De qualquer forma, o meu projeto político é tirar o presidente Bolsonaro no segundo turno. Estarei junto com a terceira via ou como pré-candidata ou apoiando alguém que tenha capacidade de condições de tirar o presidente Bolsonaro. Eu acredito que todos os pré-candidatos terão que ter certo altruísmo de reconhecer que não dá para colocar mais de dois candidatos como terceira via, sob pena de voltarmos à polarização do ex-presidente Lula com o presidente Bolsonaro no segundo turno.
Qual foi a importância das investigações empreendidas por veículos de jornalismo profissional durante a comissão? Em diversos momentos a senhora citou dados levantados por reportagens.
Política e jornalismo sempre andaram de mãos dadas, pelo menos numa democracia, principalmente em momentos delicados e difíceis, e ninguém discute que nós estamos vivendo os momentos mais difíceis da nossa história.

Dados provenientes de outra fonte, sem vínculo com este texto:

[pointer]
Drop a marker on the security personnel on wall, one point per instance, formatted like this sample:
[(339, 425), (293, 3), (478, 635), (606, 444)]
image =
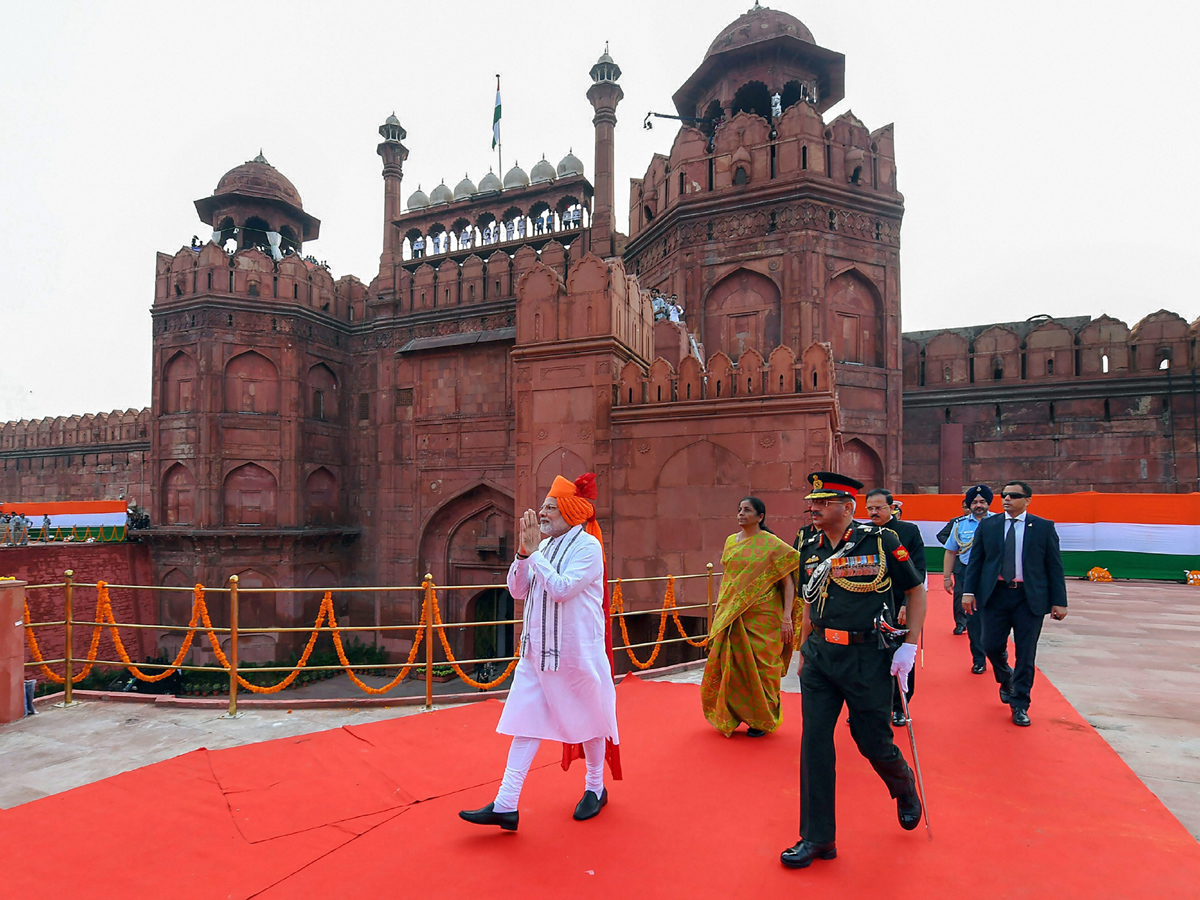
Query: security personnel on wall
[(846, 576)]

Obviamente isso faz com que mais do que nunca política e jornalismo caminhem juntos.
Não foram poucas as vezes que eu passei informações para a imprensa, para que a imprensa pudesse não só divulgar em primeira mão, mas também para que pudesse fazer o processo investigativo, e vice-versa.
Aos olhos da opinião pública, aos olhos da sociedade brasileira, com essa CPI é importante reconhecer que as redes sociais são um veículo de contato que nós temos com a população. A população se manifesta através de redes sociais. Especialmente numa epidemia em que nós estamos dentro de casa, nós precisamos saber o que pensa a população brasileira. Esse é um bom termômetro e um bom canal de comunicação, mas mesmo as redes sociais passaram a reconhecer que nada substitui o jornalismo sério e investigativo.
Essa dobradinha tendo o mesmo objetivo comum entre política e jornalismo na busca da verdade e de soluções, foi uma boa dobradinha.